Y luego, al día siguiente, cuando ya los niños están en casa, subiendo la temperatura ambiente, se ve a las madres protestar en las tiendas por esos niños que con el calor se ponen insufribles, y se ve a los padres protestar por esos maestros que tienen un montón de vacaciones, y que hay que ver cómo viven y lo que se quejan.
Escribo este artículo exclusivamente para desearles a los maestros que tengan un buen verano, que descansen, que se olviden de las APAS, que a menudo les impiden tener plena autoridad sobre sus clases; que se olviden del ministerio, que les hace rellenar formularios tan tediosos sobre el alumnado; que se olviden de que ya no pueden hacer nada contra un alumno que les saca de quicio sin que haya de reunirse el consejo escolar; que se olviden de los padres que defienden a sus hijos en situaciones indefendibles; que se olviden de que en esta sociedad han perdido, o se les ha quitado, la consideración que se merecen. Les deseo que carguen las pilas para lo que les espera; les comunico que yo, como muchos otros, consideramos su oficio uno de los más difíciles, más sufridos y cuyo nivel de importancia en el futuro del país es inversamente proporcional a la atención que normalmente se les presta.

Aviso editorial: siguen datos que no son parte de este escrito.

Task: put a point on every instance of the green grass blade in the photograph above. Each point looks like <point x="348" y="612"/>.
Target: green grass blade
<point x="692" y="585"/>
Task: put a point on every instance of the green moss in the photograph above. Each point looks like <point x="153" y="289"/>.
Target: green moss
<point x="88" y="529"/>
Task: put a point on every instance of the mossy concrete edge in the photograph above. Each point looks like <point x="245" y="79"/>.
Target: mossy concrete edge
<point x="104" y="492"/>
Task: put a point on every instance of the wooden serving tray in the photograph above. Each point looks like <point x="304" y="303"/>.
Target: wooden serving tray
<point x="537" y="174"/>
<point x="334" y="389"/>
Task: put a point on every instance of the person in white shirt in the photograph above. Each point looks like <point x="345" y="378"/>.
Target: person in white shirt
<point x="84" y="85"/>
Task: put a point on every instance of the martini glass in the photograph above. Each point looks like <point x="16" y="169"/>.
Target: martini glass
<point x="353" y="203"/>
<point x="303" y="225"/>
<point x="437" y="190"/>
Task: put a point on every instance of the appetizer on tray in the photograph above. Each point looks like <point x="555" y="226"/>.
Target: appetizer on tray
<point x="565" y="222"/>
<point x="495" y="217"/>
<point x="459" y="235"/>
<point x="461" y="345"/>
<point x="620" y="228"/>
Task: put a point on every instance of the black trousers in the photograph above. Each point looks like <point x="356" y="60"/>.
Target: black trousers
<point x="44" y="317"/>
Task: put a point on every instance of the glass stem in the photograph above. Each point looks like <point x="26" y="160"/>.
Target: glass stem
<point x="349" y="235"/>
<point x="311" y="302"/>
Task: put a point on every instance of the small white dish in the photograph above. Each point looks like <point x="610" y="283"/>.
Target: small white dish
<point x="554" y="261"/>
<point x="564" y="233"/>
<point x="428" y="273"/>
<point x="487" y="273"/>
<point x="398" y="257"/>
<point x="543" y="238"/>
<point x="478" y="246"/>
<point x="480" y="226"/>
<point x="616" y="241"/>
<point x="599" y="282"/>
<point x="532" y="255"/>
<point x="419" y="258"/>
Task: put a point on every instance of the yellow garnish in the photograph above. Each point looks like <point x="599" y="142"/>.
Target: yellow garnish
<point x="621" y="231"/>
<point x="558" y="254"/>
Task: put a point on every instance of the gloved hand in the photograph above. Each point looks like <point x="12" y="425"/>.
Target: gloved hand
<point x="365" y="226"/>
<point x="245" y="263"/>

Me gustaría decirles a los padres que si ellos se cansan de sus hijos en verano, que piensen cómo se cansan los maestros al apacentar a treinta criaturas que cada vez vienen menos educadas de casa. Ahora que tantas cosas se están revisando en los métodos educativos, ahora que tanta pedagogía liberadora está haciendo aguas, aprovechemos el cierre que se acaba de echar en los colegios para reflexionar sobre algo que nos concierne casi más que cualquier otra cosa. Tanto debate cultural sobre si los niños leen o no leen, cuando lo importante es que los hagamos seres educados y sensibles, compasivos, respetuosos. De eso sabe más que nadie mi admirada Josefina Aldecoa, que la semana pasada echó también el cierre a su colegio. Un día tengo que preguntarle cómo sobrevivió todos estos años pasados a tanta pedagogía insensata, cómo cultivó esa isla de elegancia que es ella misma y esa dulzura con la que dice lo que piensa. A Josefina, y a tantos maestros, el deseo de un buen descanso en el que no se acuerden ni de los niños ni de los padres (y me incluyo).